Outcrop: Radical Australian Poetry of Land
Edited by Jeremy Balius and Corey Wakeling
Black Rider Press 2013
Corey Wakeling’s introduction to Outcrop: Radical Australian Poetry of Land, is a heavy read. It was written for connoisseurs of poetry, and I am not one, so most of it went over my head. I am a lover of poetry, though. Poems that are conventional in shape and yet linguistically complex resonate with me. I am also a lover of land. This land. I roadtrip often. I chase art exhibitions in Canberra and Melbourne and I visit friends who live upstate. In fact, I completed my first reading of Outcrop while on a roadtrip from Melbourne to Sydney.
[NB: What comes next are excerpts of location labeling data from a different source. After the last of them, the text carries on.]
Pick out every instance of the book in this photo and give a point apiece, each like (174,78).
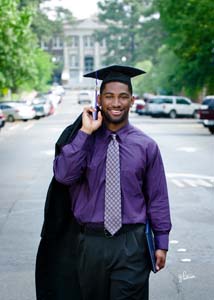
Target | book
(151,245)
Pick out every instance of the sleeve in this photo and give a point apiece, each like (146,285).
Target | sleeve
(70,164)
(157,198)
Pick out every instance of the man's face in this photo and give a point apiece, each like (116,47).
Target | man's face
(115,101)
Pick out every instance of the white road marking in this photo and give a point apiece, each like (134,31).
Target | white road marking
(24,211)
(186,260)
(187,149)
(177,182)
(28,126)
(48,152)
(173,242)
(189,175)
(14,127)
(181,250)
(204,183)
(190,182)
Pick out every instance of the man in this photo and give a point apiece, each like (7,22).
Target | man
(116,179)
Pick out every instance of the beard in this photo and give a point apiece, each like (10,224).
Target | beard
(115,120)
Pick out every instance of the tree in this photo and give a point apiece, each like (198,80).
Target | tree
(17,45)
(123,20)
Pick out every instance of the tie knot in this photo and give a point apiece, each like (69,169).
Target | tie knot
(113,135)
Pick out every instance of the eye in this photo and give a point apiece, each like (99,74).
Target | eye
(108,96)
(124,97)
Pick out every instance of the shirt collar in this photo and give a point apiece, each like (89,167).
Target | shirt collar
(121,133)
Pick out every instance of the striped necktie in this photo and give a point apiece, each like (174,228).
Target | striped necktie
(112,214)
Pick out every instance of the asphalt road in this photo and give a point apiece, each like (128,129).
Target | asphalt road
(26,155)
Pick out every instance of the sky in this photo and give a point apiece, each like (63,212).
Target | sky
(80,8)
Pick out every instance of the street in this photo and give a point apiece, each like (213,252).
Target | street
(27,151)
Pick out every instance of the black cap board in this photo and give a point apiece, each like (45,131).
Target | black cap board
(115,73)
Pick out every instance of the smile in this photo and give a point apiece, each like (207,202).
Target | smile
(116,112)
I followed the A1, which took me passed Eden, Bega, and Ulladulla. I could not help but see the poems in the land and the land in the poems. In Pete Spence’s poems, especially his upturned sonnet ‘Season’, I saw Melbourne’s alleyway chirpiness. In John Mateer’s ‘Auguries’, I heard birdsong and soft borders. In Peter Minter’s ‘Faecebook’, I saw sunbeams and calloused feet. And in Tim Wright’s ‘cleanskin’, I saw the peeling paint of a lakeside house in Bermagui.
Astrid Lorange’s ‘Grubs’ took me from a muddy river bank near Milton to a gum-ridden motel room in Eden. Kate Fagan’s ‘Circa 1927: Realising Belief’ made me think of the purple wildflowers that spilled over the side of the highway near Nowra, nature defying human design. John Kinsella’s ‘gentle geometry’, Louis Armand’s ‘precision’, Sam Langer’s ‘mission to divide and disorientate’ – in all of that I saw straight stretches of road, bellying with hills and buckling with sky.